Nuovi vincoli sulle assunzioni

Eppure, di fronte a tutte queste “spie rosse”, e con all’orizzonte mesi molto difficili, legislatore e partiti di maggioranza non sembrano consapevoli del problema tant’è che non solo non mettono mano ai tanti vincoli già esistenti per le imprese in tema di nuove assunzioni, ma sembrano quasi, tra nuove norme approvate e progetti di legge in Parlamento, fare a gara per aumentarli, nella convinzione che, anche se il lavoro frena perché le aziende rallentano o fermano la produzione, chi può e vuole assumere, lo deve fare, a prescindere, “a tempo indeterminato”.

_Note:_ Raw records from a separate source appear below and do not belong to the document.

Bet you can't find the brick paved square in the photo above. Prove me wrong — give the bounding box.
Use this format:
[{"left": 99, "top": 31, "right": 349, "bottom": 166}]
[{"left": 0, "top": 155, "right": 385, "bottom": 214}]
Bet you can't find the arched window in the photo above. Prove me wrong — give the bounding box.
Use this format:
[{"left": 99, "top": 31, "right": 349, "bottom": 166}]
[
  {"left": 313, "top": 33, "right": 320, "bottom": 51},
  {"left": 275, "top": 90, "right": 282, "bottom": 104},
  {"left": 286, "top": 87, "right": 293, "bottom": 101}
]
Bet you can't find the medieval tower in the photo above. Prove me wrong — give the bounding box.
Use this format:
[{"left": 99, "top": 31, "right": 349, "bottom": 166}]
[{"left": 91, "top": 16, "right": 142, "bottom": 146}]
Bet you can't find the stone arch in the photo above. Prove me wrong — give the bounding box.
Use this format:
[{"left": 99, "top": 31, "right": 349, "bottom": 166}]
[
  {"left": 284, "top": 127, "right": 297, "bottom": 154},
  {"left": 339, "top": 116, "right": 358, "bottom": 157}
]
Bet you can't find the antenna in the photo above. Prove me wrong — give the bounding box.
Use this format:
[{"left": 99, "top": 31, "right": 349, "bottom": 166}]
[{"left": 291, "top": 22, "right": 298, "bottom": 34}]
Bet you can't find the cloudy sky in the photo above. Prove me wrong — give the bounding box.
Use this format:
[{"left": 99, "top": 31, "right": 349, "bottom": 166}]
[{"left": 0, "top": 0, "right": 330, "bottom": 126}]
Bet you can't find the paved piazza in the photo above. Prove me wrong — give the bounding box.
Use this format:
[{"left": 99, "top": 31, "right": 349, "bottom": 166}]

Pensiamo al pasticcio sulla somministrazione a tempo indeterminato, dove si sono susseguite normative contraddittorie. Dopo il decreto dignità di luglio 2018, il ministero del Lavoro ha chiarito che, in caso di assunzione a tempo indeterminato dei lavoratori da parte dell’Agenzia per il lavoro, i limiti individuati (durata, causali, etc) per l’utilizzatore non trovassero applicazione. Poi, con la conversione del decreto Agosto del 2020, l’efficacia di questa interpretazione “liberalizzatrice” era stata limitata al 31 dicembre 2021. Un emendamento al decreto Fiscale dello scorso anno aveva spostato le lancette al 30 settembre 2022, e ora con il Sostegni ter si è portato il termine avanti di 3 mesi, al 31 dicembre 2022. Anziché cancellare il limite temporale di durata massima per l’utilizzatore dei 24 mesi, come chiesto da sindacati e Assolavoro, e concordato con l’esecutivo, in Parlamento si è scelta una soluzione “di retroguardia”, che ha l’unico effetto (paradossale) di far sì che al 31 dicembre del 2022 almeno 100mila lavoratori, assunti a tempo indeterminato dalle Agenzie per il lavoro, rischiano di essere sostituiti e di perdere il posto di lavoro.

La stretta sui tirocini

Un altro esempio di miopia più che lungimiranza, sono gli interventi sui tirocini. Da un lato la manovra 2022 ha operato una stretta sui tirocini extracurriculari, limitandoli ai soli soggetti con difficoltà di inclusione sociale. Dall’altro i progetti di legge sui tirocini curriculari pendenti in Parlamento, che prevedono la corresponsione al tirocinante di una congrua indennità di partecipazione, e ciò con la giustificazione di contrastare gli abusi. Senonché i tirocini curriculari sono quelli che gli studenti devono fare per completare il loro percorso formativo a scuola, all’università, negli Its. Dunque occorre trovare le imprese disposte ad accoglierli, assumendosi il rischio della loro presenza in azienda. Ma invece di incentivare le imprese a fare questa scelta le proposte presentate in Parlamento chiedono di retribuirli fino a 800 euro, ovvero con rimborso spese. Saremmo un unicum a livello internazionale, con l’effetto di allontanare ancora di più scuola e mondo del lavoro (già nei fatti oggi l’alternanza è stata fortemente ridotta).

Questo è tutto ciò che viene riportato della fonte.